A pedra era constituída por uma lâmina de xisto escura, uma rocha sedimentar igual à existente no quadro preto, só muitíssimo mais fina. Recebia à sua volta, de formato rectangular, um caixilho de madeira que a protegia e que com o uso se desmanchava. Havia-as de tamanhos diferentes. Nelas se escrevia através da pena, utensílio mais ou menos cilíndrico e longilíneo, igualmente de xisto. A parte superior era enrolada e colada com uma pequena facha de papel de várias cores e padrões, conforme o fabricante e as séries produzidas. Havia dois tipos de penas, as de leite, mais macias mas de menor duração, e as rijas, mais duráveis por isso mesmo pelo que os nossos pais as preferiam. Afiavam-se passando-as sobre uma zona cimentada, pois assim iam-se gastando à sua volta.
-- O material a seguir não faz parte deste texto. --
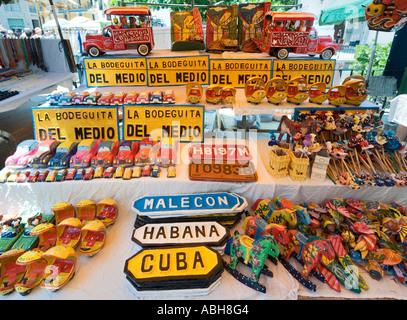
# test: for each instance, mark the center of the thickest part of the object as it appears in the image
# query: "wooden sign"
(313, 70)
(170, 71)
(189, 204)
(184, 123)
(222, 172)
(222, 152)
(236, 72)
(76, 123)
(210, 233)
(115, 71)
(179, 263)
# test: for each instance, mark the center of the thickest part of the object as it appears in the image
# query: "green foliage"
(363, 54)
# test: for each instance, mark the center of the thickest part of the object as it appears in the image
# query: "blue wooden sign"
(186, 204)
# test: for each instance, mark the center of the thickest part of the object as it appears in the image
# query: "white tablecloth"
(102, 277)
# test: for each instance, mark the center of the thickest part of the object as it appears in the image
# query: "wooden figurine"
(251, 252)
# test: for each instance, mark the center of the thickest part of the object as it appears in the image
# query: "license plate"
(223, 172)
(219, 152)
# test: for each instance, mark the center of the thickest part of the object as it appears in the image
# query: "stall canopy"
(338, 11)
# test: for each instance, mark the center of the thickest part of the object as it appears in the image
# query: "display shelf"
(108, 264)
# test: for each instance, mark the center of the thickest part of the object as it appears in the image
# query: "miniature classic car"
(156, 97)
(22, 177)
(46, 150)
(66, 98)
(143, 97)
(105, 99)
(13, 176)
(61, 175)
(42, 176)
(127, 175)
(99, 171)
(136, 172)
(53, 98)
(155, 171)
(212, 93)
(79, 174)
(145, 153)
(79, 97)
(125, 155)
(146, 170)
(51, 176)
(135, 32)
(25, 150)
(130, 97)
(119, 172)
(167, 152)
(92, 98)
(4, 176)
(171, 172)
(106, 152)
(194, 92)
(87, 149)
(63, 154)
(88, 175)
(118, 98)
(70, 175)
(33, 176)
(169, 96)
(109, 172)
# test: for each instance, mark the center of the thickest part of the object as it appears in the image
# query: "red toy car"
(87, 149)
(79, 98)
(105, 99)
(106, 152)
(286, 32)
(145, 153)
(118, 98)
(70, 175)
(42, 176)
(130, 98)
(126, 154)
(33, 176)
(167, 152)
(134, 32)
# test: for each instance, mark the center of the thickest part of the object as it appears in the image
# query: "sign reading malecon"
(178, 70)
(313, 70)
(76, 123)
(185, 123)
(102, 72)
(235, 72)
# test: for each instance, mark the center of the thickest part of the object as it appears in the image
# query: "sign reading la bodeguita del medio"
(76, 123)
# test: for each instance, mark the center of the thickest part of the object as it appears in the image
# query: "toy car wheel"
(94, 52)
(143, 49)
(327, 54)
(282, 53)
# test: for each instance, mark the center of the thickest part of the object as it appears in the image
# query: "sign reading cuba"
(200, 203)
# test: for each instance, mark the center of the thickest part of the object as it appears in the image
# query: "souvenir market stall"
(121, 196)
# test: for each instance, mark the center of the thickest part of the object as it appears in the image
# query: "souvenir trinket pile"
(39, 250)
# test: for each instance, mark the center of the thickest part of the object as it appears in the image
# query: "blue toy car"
(62, 155)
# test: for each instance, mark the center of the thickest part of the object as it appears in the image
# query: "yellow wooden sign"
(235, 72)
(101, 72)
(172, 263)
(76, 123)
(313, 70)
(184, 123)
(178, 70)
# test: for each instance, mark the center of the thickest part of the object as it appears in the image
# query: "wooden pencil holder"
(298, 166)
(279, 161)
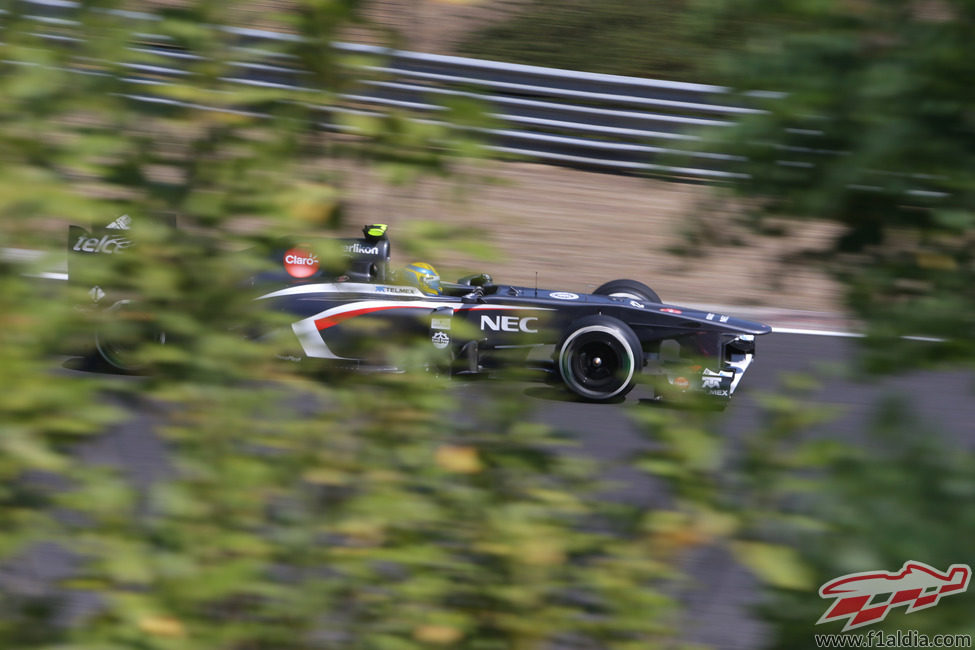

A escrita traduzia-se pelo riscar da superfície pontiaguda na plana, ambas de xisto.
[A minha Geografia da 4ª classe]
Penso que custavam dois tostões cada uma e vendiam-se no comércio do bairro onde se encontravam em caixas de cartão que continham um pó branco (seria talco ?‘) para as conservar. Ao caírem no chão, o que acontecia com frequência, partiam-se com muita facilidade; fazia-se outro bico e continuavam-se a utilizar.
[Um dos mapas que tínhamos de estudar, o do Estado Português de Índia]
Havia quem tivesse atada a um dos vértices do caixilho, uma almofada para apagar o que já não interessava ou então algo que se pretendia corrigir. Tinham também um frasco com água para embeber a almofada feita de trapos. Nem sempre era assim e não havia ninguém que de vez em quando não fizesse a limpeza com os dedos e as mãos e quando necessário, lá ia o lenço ou a manga da bata, tudo isto com o auxílio da saliva (cuspo).
E aquelas contas enormes de dividir ou de multiplicar que enchiam todo um lado, com a operação inversa no outro! Grandes trabalheiras quando não dava certo à primeira!
Hoje, é tudo diferente, só interessa saber como se faz e ter a noção da operação porque o resto pertence às máquinas de calcular - afinal elas só servem para isso mesmo !
[O livro de Aritmética da 4ª classe]
Quando iniciei a minha profissão, vi-me confrontado com a necessidade de efectuar muitas operações aritméticas, principalmente adições de muitas dezenas de parcelas e que os erros cometidos se pagavam com o nosso dinheiro. Lá me adaptei o mais depressa possível mas nunca adquiri a prática dos funcionários mais velhos pois entretanto chegaram as máquinas de somar. Os velhinhos somavam mais depressa e mais certo à mão, do que os novos com as máquinas!
As máquinas foram evoluindo, tornaram-se muito práticas e eficientes até porque a prática na sua utilização subiu consideravelmente. Da gente nova, ninguém somava duas parcelas se não fosse à máquina e quando faltava a energia eléctrica era um pandemónio naquela casa pois o serviço não podia parar. Quase todos tinham na sua secretária uma calculadora a pilhas e assim iam dando conta do trabalho.
A existência da pedra era uma medida económica pois evitava-se assim um gasto contínuo de papel que a grande maioria das bolsas de então não podiam suportar.
Apesar de tudo, a pedra, provoca-me um sentimento de nostalgia.